Constructing a finite state machine for the parsing of code in holons.

§1. The code in each holon has to be scanned, mainly to spot names of other holons within it. This is not as simple as it seems because it depends both on the syntax used to mark holons inside code, and also the syntax of the programming language, in order that we don't get false positives of holon notation from inside comments, string literals or character literals. For example, if our syntax for a holon in C is XXname of holonYY, then we don't want to be fooled by printf("XX"); /* YYZ is my favourite Rush number */, where the XX doesn't count because it's inside a string literal, and the YY because it's inside a multiline comment.

We therefore construct a finite state machine which does the necessary parsing depending on these two sets of syntax. For efficiency, we don't want to construct a new FSM every time, so we cache the results.

define DO_NOT_TRACE_HOLON_FSMS
typedef struct ls_holon_scanner {
    struct ls_syntax *syntax;
    struct programming_language *pl;
    struct finite_state_machine *machine;
    CLASS_DEFINITION
} ls_holon_scanner;

finite_state_machine *HolonSyntax::get(ls_syntax *S, programming_language *pl) {
    ls_holon_scanner *sc;
    LOOP_OVER(sc, ls_holon_scanner)
        if ((sc->syntax == S) && (sc->pl == pl))
            return sc->machine;
    Create a new scanner1.1;
    #ifdef TRACE_HOLON_FSMS
    WRITE_TO(STDERR, "Created scanner for language %S with %S\n",
        (pl)?(pl->language_name):I"NONE", S->name);
    FSM::write_fsm(STDERR, sc->machine);
    #endif
    return sc->machine;
}

§1.1. Every scanner has a state called "code" for the normal compiled matter, that is, what isn't in some form of quotation marks or comment markers.

Create a new scanner1.1 =

    sc = CREATE(ls_holon_scanner);
    sc->syntax = S;
    sc->pl = pl;
    fsm_state *code_state = FSM::new_state(I"code");
    fsm_state *whitespace_at_line_start_state = NULL;
    Create the finite state machine1.1.1;
    if (pl) {
        Add line comment syntax to finite state machine1.1.3;
        Add multiline comment syntax to finite state machine1.1.4;
        Add whole line comment syntax to finite state machine1.1.5;
        Add string literal syntax to finite state machine1.1.6;
        Add character literal syntax to finite state machine1.1.7;
    }
    Add literate syntax to finite state machine1.1.2;

§1.1.1. There's an annoying dance here because some languages have a form of line comment which can only be used where the comment character(s) is/are the first non-white-space token on that line: we call those "whole line comments". That means having to track the difference between general code, and whitespace at the start of a line inside code.

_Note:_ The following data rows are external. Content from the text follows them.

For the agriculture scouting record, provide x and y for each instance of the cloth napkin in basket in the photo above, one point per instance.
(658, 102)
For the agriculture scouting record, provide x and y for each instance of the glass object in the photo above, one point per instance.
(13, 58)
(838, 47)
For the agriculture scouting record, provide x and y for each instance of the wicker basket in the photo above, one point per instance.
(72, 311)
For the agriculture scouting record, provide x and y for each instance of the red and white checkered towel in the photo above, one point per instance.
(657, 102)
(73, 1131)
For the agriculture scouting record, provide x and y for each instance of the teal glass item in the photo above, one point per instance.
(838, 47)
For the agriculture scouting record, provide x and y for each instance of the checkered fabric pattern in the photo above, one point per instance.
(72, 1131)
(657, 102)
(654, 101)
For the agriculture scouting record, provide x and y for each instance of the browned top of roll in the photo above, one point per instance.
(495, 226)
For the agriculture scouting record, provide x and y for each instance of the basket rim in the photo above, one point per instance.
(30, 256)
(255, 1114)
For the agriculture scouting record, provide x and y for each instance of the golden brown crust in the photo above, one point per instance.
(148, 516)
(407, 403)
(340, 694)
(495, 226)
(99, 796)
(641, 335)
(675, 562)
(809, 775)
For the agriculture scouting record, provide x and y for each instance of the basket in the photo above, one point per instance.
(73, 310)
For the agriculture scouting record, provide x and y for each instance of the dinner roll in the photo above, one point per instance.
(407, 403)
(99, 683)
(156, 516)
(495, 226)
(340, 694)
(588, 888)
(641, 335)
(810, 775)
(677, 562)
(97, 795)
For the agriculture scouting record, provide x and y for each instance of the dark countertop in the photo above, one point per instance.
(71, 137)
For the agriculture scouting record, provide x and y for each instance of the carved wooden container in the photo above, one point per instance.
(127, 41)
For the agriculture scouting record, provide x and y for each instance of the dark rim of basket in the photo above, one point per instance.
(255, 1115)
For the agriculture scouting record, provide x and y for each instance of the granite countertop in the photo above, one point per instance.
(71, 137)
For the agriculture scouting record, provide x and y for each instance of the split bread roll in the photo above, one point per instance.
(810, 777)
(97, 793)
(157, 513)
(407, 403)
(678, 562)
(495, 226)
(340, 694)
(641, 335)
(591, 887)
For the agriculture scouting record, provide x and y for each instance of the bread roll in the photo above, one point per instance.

But most languages do not, so we only want to add this complexity if we have to.

Create the finite state machine1.1.1 =

    if ((pl) && (Str::len(pl->whole_line_comment) > 0)) {
        whitespace_at_line_start_state = FSM::new_state(I"whitespace");
        sc->machine = FSM::new_machine(whitespace_at_line_start_state);
        FSM::add_entry_transition(code_state, '\n', whitespace_at_line_start_state);
        FSM::add_transition(code_state, '\n', whitespace_at_line_start_state);
        FSM::add_transition(whitespace_at_line_start_state, ' ', whitespace_at_line_start_state);
        FSM::add_transition(whitespace_at_line_start_state, '\t', whitespace_at_line_start_state);
        FSM::add_transition_with_event(whitespace_at_line_start_state, 0, code_state, AGAIN_FSMEVENT);
    } else {
        sc->machine = FSM::new_machine(code_state);
    }

§1.1.2. Note that this scanner accepts holon names and commands which are empty, or which contain newlines. That doesn't mean those are legal: they need to be rejected by the user of the machine.

enum NAME_START_FSMEVENT
enum NAME_END_FSMEVENT
enum COMMAND_START_FSMEVENT
enum COMMAND_END_FSMEVENT
@<Add literate syntax to finite state machine@> =

Add literate syntax to finite state machine1.1.2 =

    if (WebSyntax::supports(S, NAMED_HOLONS_WSF)) {
        fsm_state *holon_name_state = FSM::new_state(I"holon");
        FSM::add_transition_spelling_out_with_events(code_state,
            WebSyntax::notation(S, NAMED_HOLONS_WSF, 1),
            holon_name_state, NO_FSMEVENT, NAME_START_FSMEVENT);
        FSM::add_transition_spelling_out_with_events(holon_name_state,
            WebSyntax::notation(S, NAMED_HOLONS_WSF, 2),
            code_state, NO_FSMEVENT, NAME_END_FSMEVENT);
    }
    if (WebSyntax::supports(S, TANGLER_COMMANDS_WSF)) {
        fsm_state *command_name_state = FSM::new_state(I"tangle-command");
        FSM::add_transition_spelling_out_with_events(code_state,
            WebSyntax::notation(S, TANGLER_COMMANDS_WSF, 1),
            command_name_state, NO_FSMEVENT, COMMAND_START_FSMEVENT);
        FSM::add_transition(command_name_state, '"', code_state);
        FSM::add_transition(command_name_state, '\n', code_state);
        FSM::add_transition_spelling_out_with_events(command_name_state,
            WebSyntax::notation(S, TANGLER_COMMANDS_WSF, 2),
            code_state, NO_FSMEVENT, COMMAND_END_FSMEVENT);
    }

§1.1.3. These are mostly straightforward. For example, if you're scanning code and you see the notation to start a line comment, then transition to line-comment state; and stay there until you see a newline, and then revert to code state.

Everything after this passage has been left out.